Comment ça, il est sortit ?!

—Il est juste sortit ! Il n'est plus là !

Je n'arrivais pas à communiquer calmement, j'étais seulement capable de hurler et d'hausser un peu plus le ton à chaque fois. La vérité, c'était que j'étais effrayée qu'il lui arrive quelque chose par ma faute.

Calme toi ! Je vais demander à Ingrid de jeter un œil autour du Pavillon Blanc, il t'a peut-être suivi jusqu'ici !

—Je ne l'ai pas croisé sur le chemin du retour !

Ma puce… entendis-je dans un écho qui semblait lointain. Tu po… aller… deh… mais la fin était complètement inaudible.

Ma main englouti mon visage avant de remonter lisser ma crinière pour ramener tous mes cheveux en arrière. Si Hresvelg m'avait suivi jusqu'ici, il n'aurait certainement pas attendu pendant trois heures devant le café. Il devait être ailleurs. Et ailleurs, putain, ce n'était pas ici.

—Dorothea, je n'ai presque plus de batterie, dit à Ingrid de me re- mais je ne terminai pas. Attends… C'est bon… soufflai-je sans attendre une quelconque réponse.

J'entendis le bip de fin d'appel de mon téléphone sans même regarder l'écran puisque mon bras tomba le long de mon corps comme s'il pesait soudain trois tonnes.

Je mis un pied devant l'autre et fis un pas, avant d'en faire un suivant, puis me précipitai à l'angle d'une rue, sous la lumière d'un lampadaire qui soudain éclaira l'obscurité tel un phare dans la nuit.

J'aurais pu reconnaitre le pelage de Hresvelg entre milles, ainsi que sa petite patte blanche recouverte de longues mèches qui avaient exactement la même teinte neigeuse. Je trouvai cette couleur magnifique sur les flammes vermeilles… La petite chose se blottissait entre les doigts fins et gantés.

—E- Edelgard… articulai-je le souffle court en m'arrêtant dans ma course.

—Professeure, je…

Le temps d'une seconde, je vis son regard parme s'agrandir mais son intensité me fut soustraite au moment où mes jambes reprirent leur course et que mes bras se refermèrent. La chaleur qui se dégagea la seconde suivante fut plus apaisante qu'un feu de bois lors d'un blizzard. Je fermai alors les yeux sur les flocons de neiges qui reposaient sur cette toile faite de flammes.

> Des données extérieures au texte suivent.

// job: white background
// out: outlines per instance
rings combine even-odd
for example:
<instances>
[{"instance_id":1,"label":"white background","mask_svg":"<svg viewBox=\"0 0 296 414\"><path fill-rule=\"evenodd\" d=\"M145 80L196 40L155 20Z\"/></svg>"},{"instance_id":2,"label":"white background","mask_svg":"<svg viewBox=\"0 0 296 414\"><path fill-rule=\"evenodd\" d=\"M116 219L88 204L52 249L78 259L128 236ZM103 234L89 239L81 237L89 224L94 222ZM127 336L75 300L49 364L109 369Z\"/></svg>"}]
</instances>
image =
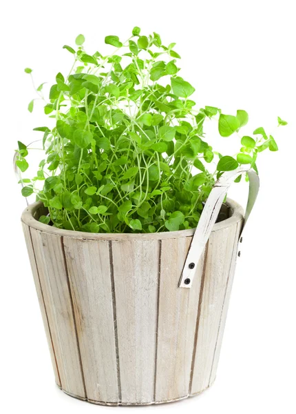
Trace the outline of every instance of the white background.
<instances>
[{"instance_id":1,"label":"white background","mask_svg":"<svg viewBox=\"0 0 296 414\"><path fill-rule=\"evenodd\" d=\"M50 355L25 251L20 215L25 206L12 172L17 140L36 139L32 129L46 125L41 106L27 110L34 97L25 67L37 84L65 72L73 46L83 33L92 53L112 48L107 34L127 39L139 26L163 43L177 43L181 75L196 88L201 106L224 113L244 109L249 127L264 126L279 151L262 154L262 188L246 229L238 260L215 383L200 397L138 408L204 414L295 413L296 28L294 1L142 0L6 1L1 22L1 386L3 413L114 411L87 404L54 384ZM288 121L277 128L277 117ZM211 128L211 127L209 127ZM237 139L210 139L234 153ZM226 148L226 149L223 149ZM245 184L230 195L245 201ZM119 408L120 409L120 408ZM123 408L131 412L137 408Z\"/></svg>"}]
</instances>

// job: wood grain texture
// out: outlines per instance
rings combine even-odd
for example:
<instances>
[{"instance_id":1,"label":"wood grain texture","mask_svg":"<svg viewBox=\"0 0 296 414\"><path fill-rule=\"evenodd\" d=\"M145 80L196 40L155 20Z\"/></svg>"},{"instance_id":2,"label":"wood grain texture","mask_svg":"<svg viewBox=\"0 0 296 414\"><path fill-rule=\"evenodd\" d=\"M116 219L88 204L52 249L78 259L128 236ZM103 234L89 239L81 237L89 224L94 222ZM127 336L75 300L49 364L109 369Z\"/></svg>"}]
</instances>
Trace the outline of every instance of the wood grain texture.
<instances>
[{"instance_id":1,"label":"wood grain texture","mask_svg":"<svg viewBox=\"0 0 296 414\"><path fill-rule=\"evenodd\" d=\"M204 255L191 289L178 288L191 237L162 241L156 402L189 394Z\"/></svg>"},{"instance_id":2,"label":"wood grain texture","mask_svg":"<svg viewBox=\"0 0 296 414\"><path fill-rule=\"evenodd\" d=\"M240 207L230 206L233 214L215 224L190 289L178 287L188 230L80 233L39 224L40 204L26 210L24 232L63 391L98 404L145 405L212 383L243 219Z\"/></svg>"},{"instance_id":3,"label":"wood grain texture","mask_svg":"<svg viewBox=\"0 0 296 414\"><path fill-rule=\"evenodd\" d=\"M31 228L63 389L85 397L67 268L59 236Z\"/></svg>"},{"instance_id":4,"label":"wood grain texture","mask_svg":"<svg viewBox=\"0 0 296 414\"><path fill-rule=\"evenodd\" d=\"M242 233L242 228L243 225L243 221L239 221L236 226L236 232L235 235L233 249L232 251L232 257L230 266L230 270L229 277L226 283L226 288L225 290L225 295L223 302L222 310L221 313L221 319L219 324L219 330L218 339L216 342L216 347L215 350L213 366L211 373L210 381L209 385L211 385L215 381L215 378L217 373L217 368L219 362L219 357L221 351L222 342L223 339L224 331L225 328L225 324L227 317L228 308L229 306L230 297L231 294L232 286L233 284L234 275L235 271L236 259L237 257L237 248L239 248L237 241L240 238Z\"/></svg>"},{"instance_id":5,"label":"wood grain texture","mask_svg":"<svg viewBox=\"0 0 296 414\"><path fill-rule=\"evenodd\" d=\"M25 243L27 245L28 253L29 255L30 263L31 264L32 273L33 274L34 282L35 283L36 290L37 293L38 300L39 302L40 310L41 311L42 319L43 321L44 329L45 331L46 338L47 339L48 348L50 348L50 357L52 359L52 368L54 368L54 378L59 386L61 386L60 375L59 374L58 366L56 364L56 355L52 344L52 338L49 326L47 315L46 313L45 305L44 302L43 293L39 280L39 275L38 273L35 253L34 251L33 245L32 244L31 233L30 227L23 223L23 231L25 235Z\"/></svg>"},{"instance_id":6,"label":"wood grain texture","mask_svg":"<svg viewBox=\"0 0 296 414\"><path fill-rule=\"evenodd\" d=\"M64 237L87 399L119 400L107 241Z\"/></svg>"},{"instance_id":7,"label":"wood grain texture","mask_svg":"<svg viewBox=\"0 0 296 414\"><path fill-rule=\"evenodd\" d=\"M112 241L123 404L154 400L158 240Z\"/></svg>"},{"instance_id":8,"label":"wood grain texture","mask_svg":"<svg viewBox=\"0 0 296 414\"><path fill-rule=\"evenodd\" d=\"M196 349L190 393L208 388L215 353L227 281L237 239L237 224L211 234L200 298Z\"/></svg>"}]
</instances>

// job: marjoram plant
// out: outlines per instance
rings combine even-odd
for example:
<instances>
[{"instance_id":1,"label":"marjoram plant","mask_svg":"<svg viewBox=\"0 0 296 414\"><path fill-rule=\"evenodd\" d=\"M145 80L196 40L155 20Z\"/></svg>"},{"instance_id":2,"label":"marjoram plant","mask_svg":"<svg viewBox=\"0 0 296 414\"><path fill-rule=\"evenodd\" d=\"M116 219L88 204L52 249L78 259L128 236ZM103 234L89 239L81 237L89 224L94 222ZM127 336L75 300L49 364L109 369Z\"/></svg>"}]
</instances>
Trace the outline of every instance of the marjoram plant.
<instances>
[{"instance_id":1,"label":"marjoram plant","mask_svg":"<svg viewBox=\"0 0 296 414\"><path fill-rule=\"evenodd\" d=\"M258 153L277 150L262 127L253 137L239 137L234 157L213 150L204 120L215 120L220 135L229 137L246 124L248 114L196 110L190 99L195 89L179 76L176 43L165 46L159 34L141 35L138 27L124 43L107 36L105 43L114 48L108 56L87 55L84 41L79 34L76 50L64 46L72 66L66 77L58 73L44 106L54 124L34 130L43 133L45 157L36 177L21 179L23 195L36 193L48 208L41 221L92 233L195 228L217 178L241 164L257 172ZM31 69L25 71L32 76ZM43 87L36 92L44 99ZM278 123L286 124L279 117ZM22 172L30 149L19 141Z\"/></svg>"}]
</instances>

—Professeure… répéta l'Aigle de Jais captive de mon étreinte. Tout va bien…

Sa voix parvenait à mes oreilles et le reste du monde se tût. J'avais besoin de quelques secondes, les enveloppant, tous les deux. Quelques secondes seulement. Le temps que mon cœur ne se calme, si c'était bien le mien qui battait aussi fort.

Je cru bien le perdre, ce soir là. Je cru bien le perdre, encore une fois. Comme je l'avais déjà perdue elle.